FPSLabs : Shoes Explains Hard Drives

Thomas “shoes” Gribble takes the time to show us how hard drives work and what we should look for when selecting one for our systems.

One of the most crucial parts of any computer is often overlooked by gaming enthusiasts and the sort when choosing parts for their computer. I could not possibly count the number of times that I have seen people asking for opinions of their soon-to-be setups with cutting edge processors, high speed RAM, and video cards that cost more than my whole computer, while it seems like they buy a hard drive with what is left over of their bank account. Your hard drive, like the three other aforementioned components, plays a very large role in the performance of your computer.

In order to understand what makes a good hard drive, it would make sense that we need to understand how one actually works. To do this, I will explain each part of the hard drive and how they interact with each other.

Spindle: The spindle of a hard drive is essentially the axle on which the platters spin. Because every platter is fixed to the spindle, all platters rotate at the same, constant speed.

Platter: Every hard drive has at least one platter, most of them have more than one. A platter is much like the thin, glossy tape that you can find inside of a floppy disk. The difference is is that the platter is rigid and spins at much greater speeds than a floppy disk. Platters are manufactured to incredibly precise tolerances in order to avoid the possibility of them breaking themselves apart due to vibration under high RPMs. They have a very crisp mirror-like finish which is optimal for the read/write heads to retrieve and store information on. Each platter is double sided as well, and as such, there is a read/write head positioned for each side of each platter.

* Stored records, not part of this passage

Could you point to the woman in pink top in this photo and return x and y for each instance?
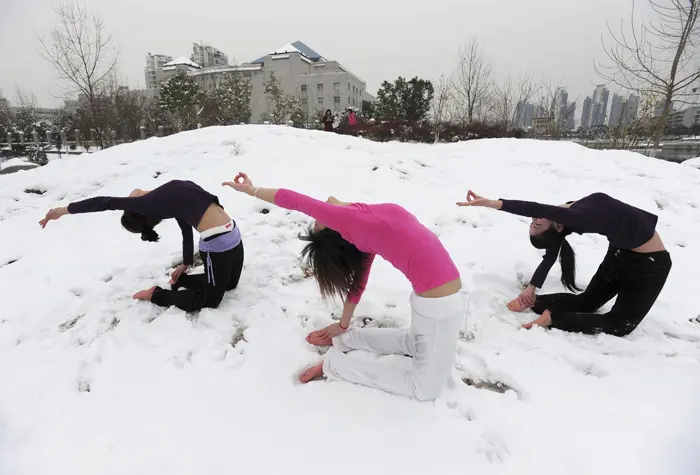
(340, 251)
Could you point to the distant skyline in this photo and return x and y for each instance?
(556, 43)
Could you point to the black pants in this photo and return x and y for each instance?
(636, 279)
(199, 290)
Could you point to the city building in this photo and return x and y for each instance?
(616, 110)
(560, 107)
(42, 114)
(684, 118)
(525, 111)
(207, 56)
(319, 83)
(179, 64)
(631, 110)
(599, 109)
(154, 69)
(586, 113)
(543, 126)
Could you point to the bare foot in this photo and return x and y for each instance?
(145, 294)
(311, 373)
(318, 338)
(545, 320)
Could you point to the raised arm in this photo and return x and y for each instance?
(559, 214)
(187, 243)
(330, 215)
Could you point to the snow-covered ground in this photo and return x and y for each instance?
(93, 382)
(692, 162)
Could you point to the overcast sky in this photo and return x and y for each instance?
(557, 40)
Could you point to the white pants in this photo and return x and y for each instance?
(431, 340)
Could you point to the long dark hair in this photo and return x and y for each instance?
(139, 223)
(555, 240)
(336, 263)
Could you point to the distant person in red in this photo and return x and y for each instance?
(328, 121)
(352, 120)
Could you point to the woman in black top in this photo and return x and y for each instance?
(220, 242)
(634, 269)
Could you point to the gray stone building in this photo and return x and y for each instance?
(320, 84)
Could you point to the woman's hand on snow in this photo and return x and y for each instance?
(475, 200)
(177, 273)
(53, 214)
(241, 183)
(145, 294)
(324, 337)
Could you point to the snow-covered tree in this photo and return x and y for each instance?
(180, 97)
(404, 100)
(230, 102)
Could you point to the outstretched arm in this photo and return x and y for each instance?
(330, 215)
(540, 274)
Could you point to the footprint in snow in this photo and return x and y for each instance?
(68, 324)
(11, 261)
(587, 368)
(493, 448)
(83, 386)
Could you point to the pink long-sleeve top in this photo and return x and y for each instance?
(387, 230)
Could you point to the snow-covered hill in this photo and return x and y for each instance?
(93, 382)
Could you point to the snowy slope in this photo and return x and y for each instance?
(92, 382)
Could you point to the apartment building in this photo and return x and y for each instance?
(154, 69)
(207, 56)
(319, 83)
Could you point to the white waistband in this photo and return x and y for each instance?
(439, 307)
(224, 228)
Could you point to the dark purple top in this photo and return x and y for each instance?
(183, 200)
(625, 226)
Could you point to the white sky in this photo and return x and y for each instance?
(557, 40)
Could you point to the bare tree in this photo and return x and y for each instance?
(439, 108)
(474, 78)
(657, 59)
(79, 50)
(509, 99)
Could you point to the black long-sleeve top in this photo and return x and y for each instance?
(625, 226)
(180, 199)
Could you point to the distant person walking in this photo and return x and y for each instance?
(352, 121)
(328, 121)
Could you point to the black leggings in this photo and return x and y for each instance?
(199, 291)
(636, 279)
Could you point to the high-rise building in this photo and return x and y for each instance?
(616, 110)
(586, 113)
(631, 110)
(154, 69)
(560, 107)
(599, 108)
(570, 123)
(207, 56)
(524, 113)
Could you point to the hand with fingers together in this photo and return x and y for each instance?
(475, 200)
(241, 183)
(324, 337)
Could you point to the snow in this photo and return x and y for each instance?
(93, 382)
(17, 161)
(288, 48)
(692, 162)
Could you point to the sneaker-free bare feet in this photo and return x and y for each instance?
(312, 373)
(545, 320)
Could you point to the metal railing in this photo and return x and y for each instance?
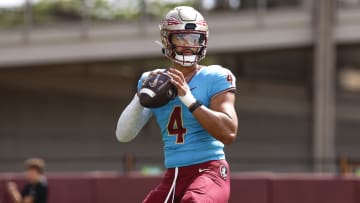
(85, 14)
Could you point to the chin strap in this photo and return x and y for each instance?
(185, 60)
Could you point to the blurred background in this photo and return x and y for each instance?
(69, 67)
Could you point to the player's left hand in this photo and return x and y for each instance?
(179, 81)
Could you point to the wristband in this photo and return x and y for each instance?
(196, 105)
(188, 99)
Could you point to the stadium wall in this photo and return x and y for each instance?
(253, 188)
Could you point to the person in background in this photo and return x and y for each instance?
(36, 189)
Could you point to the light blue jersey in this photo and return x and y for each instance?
(186, 142)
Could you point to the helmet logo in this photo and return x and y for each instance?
(201, 23)
(172, 21)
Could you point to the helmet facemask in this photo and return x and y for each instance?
(189, 28)
(186, 47)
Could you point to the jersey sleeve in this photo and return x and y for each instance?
(221, 81)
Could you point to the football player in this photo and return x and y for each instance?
(197, 124)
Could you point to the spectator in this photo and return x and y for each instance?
(35, 191)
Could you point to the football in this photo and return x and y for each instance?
(156, 91)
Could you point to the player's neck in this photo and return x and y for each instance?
(186, 71)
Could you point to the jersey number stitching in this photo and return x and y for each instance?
(175, 125)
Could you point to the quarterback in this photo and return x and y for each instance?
(197, 123)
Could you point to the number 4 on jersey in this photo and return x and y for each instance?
(175, 125)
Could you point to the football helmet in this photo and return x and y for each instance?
(188, 28)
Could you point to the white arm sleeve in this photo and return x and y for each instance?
(132, 120)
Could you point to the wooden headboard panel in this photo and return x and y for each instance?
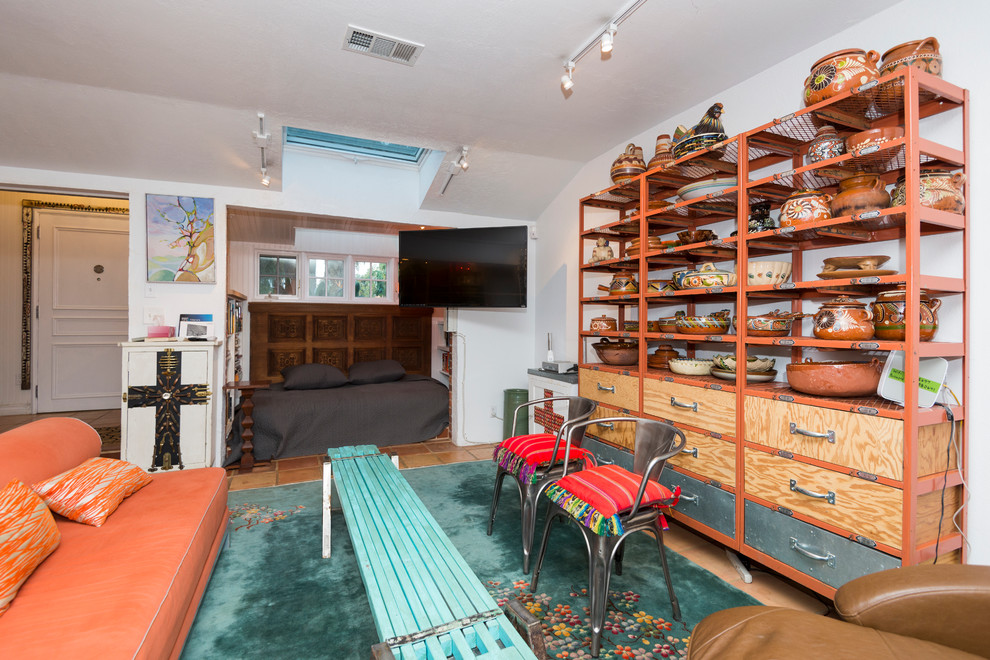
(283, 334)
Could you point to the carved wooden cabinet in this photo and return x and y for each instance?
(170, 390)
(820, 489)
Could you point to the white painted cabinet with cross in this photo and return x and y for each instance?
(167, 404)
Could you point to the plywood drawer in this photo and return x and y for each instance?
(619, 435)
(699, 501)
(865, 507)
(825, 556)
(710, 457)
(861, 442)
(614, 389)
(701, 407)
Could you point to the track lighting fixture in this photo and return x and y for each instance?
(609, 37)
(567, 80)
(605, 38)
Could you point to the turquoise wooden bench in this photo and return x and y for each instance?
(426, 600)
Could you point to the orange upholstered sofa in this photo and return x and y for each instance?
(127, 589)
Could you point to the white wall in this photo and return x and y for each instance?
(959, 26)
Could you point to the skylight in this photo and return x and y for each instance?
(352, 146)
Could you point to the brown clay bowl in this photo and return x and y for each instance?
(617, 352)
(835, 378)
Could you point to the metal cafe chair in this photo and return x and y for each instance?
(535, 460)
(609, 503)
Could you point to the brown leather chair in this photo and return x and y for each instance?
(913, 612)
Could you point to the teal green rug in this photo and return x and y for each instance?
(273, 596)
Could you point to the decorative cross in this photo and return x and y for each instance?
(167, 395)
(546, 417)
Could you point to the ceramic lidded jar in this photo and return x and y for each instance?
(629, 164)
(940, 189)
(663, 155)
(888, 315)
(827, 144)
(805, 206)
(838, 72)
(860, 193)
(845, 319)
(922, 54)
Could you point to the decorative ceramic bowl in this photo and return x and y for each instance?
(712, 324)
(617, 352)
(835, 378)
(715, 184)
(753, 363)
(690, 366)
(768, 272)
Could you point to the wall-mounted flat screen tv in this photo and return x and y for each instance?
(477, 267)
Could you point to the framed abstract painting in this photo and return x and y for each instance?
(180, 239)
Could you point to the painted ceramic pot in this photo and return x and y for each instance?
(922, 54)
(859, 193)
(603, 324)
(664, 155)
(827, 144)
(845, 319)
(805, 206)
(629, 164)
(838, 72)
(888, 315)
(940, 189)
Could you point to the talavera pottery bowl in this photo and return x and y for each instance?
(617, 352)
(690, 366)
(768, 272)
(835, 378)
(708, 186)
(753, 363)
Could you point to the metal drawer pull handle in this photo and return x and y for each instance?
(828, 435)
(828, 497)
(674, 402)
(828, 557)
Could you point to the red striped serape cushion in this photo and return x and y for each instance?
(521, 455)
(595, 497)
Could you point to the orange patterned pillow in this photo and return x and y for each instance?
(91, 491)
(27, 535)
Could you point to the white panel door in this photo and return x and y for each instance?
(81, 313)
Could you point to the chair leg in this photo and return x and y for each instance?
(552, 515)
(499, 475)
(675, 606)
(600, 559)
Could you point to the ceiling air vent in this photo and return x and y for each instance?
(382, 46)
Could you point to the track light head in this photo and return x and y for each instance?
(608, 38)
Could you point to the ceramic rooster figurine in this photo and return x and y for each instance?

Read/Write heads: These electromagnetic tips are positioned at the end of boom arms that are also connected to their own spindle, and because of this, they all move in unison rather than independently. Read/Write heads do not touch the platters, instead they float on a cushion of air that is created on the surface of the platter by its rotation. As the surface of the platter passes underneath, the heads read or write magnetic patterns off or on to the disk. The patterns they create can also be removed and rewritten at any time.

Cache Buffer: The amount of cache a hard drive has can have a vast affect on its overall performance. Cache is basically just a dedicated bit of Random Access Memory that allows you to retrieve and write commonly accessed files at electronic speeds. For a quick and easy demonstration of what cache does, we can utilize our internet browsers. All internet browsers have a cache of varying size which you can control. First, reload this page. Depending on your internet connection and the current load on GotFrag, it probably loaded up pretty fast. Then, go to your internet options and find the button for clearing the cache, and do so. Now, reload the page again. You will notice that it takes significantly longer (again, depending on your internet connection). This is because the cache does not have this information temporarily stored so that it can access it at electronic speeds, and instead has to download all the content (text/images/etc) through the internet connection again, which is a slower process. The same is true in hard drives. When you commonly access a file or application, it will be able to load MUCH faster than it would if you were to have to mechanically retrieve it via the read/write heads. Cache also serves as the “buffer” between the motherboard and the platters. All information, whether on its way in or on its way out, goes through the cache buffer.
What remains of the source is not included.